While the other stages also featured an eclectic mix of artists, the Chucotown stage on the corner of 4th and French was a world of its own. Throughout the day, some of the biggest local indie and punk bands played what basically felt like a backyard DIY show in the middle of a city festival. Early acts included the likes of ska/ punk titans The Steadians, indie/ surf queens Ariel View, and local thrash/ hardcore staple Tanzler.
As the sun started to set, the stoney rock-n-roll trio Bodegas took the stage and the crowd seemed to almost double in size. Passing families looked on with amusement as teenagers moshed and danced with each other while the band blazed through a mix of new songs and fan favorites. “It was really fun,” says vocalist/guitarist Chris Swanson. “Often times we are not given the chance to have an all ages audience because most of the clubs we have been playing are either 18 or 21 [and over]. So it was refreshing to see a lot of the younger kids supporting the bands. [It] reminded us of when we were that age.”
Next, Chemical X, who’ve gained a reputation for being the hardest working hardcore band out of Fullerton in recent years, played a set that was probably the closest thing to an old school OC punk show most of the crowd will ever experience. The band even made a limited run of t-shirts for the event, featuring a clever Orange County take on a classic Keith Haring design.

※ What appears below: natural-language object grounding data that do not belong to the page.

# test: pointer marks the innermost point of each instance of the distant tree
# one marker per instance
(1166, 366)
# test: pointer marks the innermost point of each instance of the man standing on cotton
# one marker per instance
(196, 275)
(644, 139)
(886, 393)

While Hopsin was finishing the night on the East End Stage, hometown garage rock heroes Los Hurricanes were closing down the Chucotown stage around the corner. Their high-energy, Farfisa organ-driven set seemed to be the epitome of Orange County rock and roll. The fact that such different artists can play the same free event is exactly what East End Block Party is about.
It’d be difficult to find another festival in Orange County, let alone the rest of Southern California, that is as community-oriented as EEBP. From the Beat Swap Meet Pop-Up record fair to the vast selection of food and coffee vendors, there was quite literally something for nearly everyone. Fourth street wasn’t lined with countless corporate sponsors or food and artists from out of town: it was a space for local businesses, restaurants, and even a cannabis dispensary or two to connect with the city. More importantly, it was a space for members of the greater OC community to connect with each other.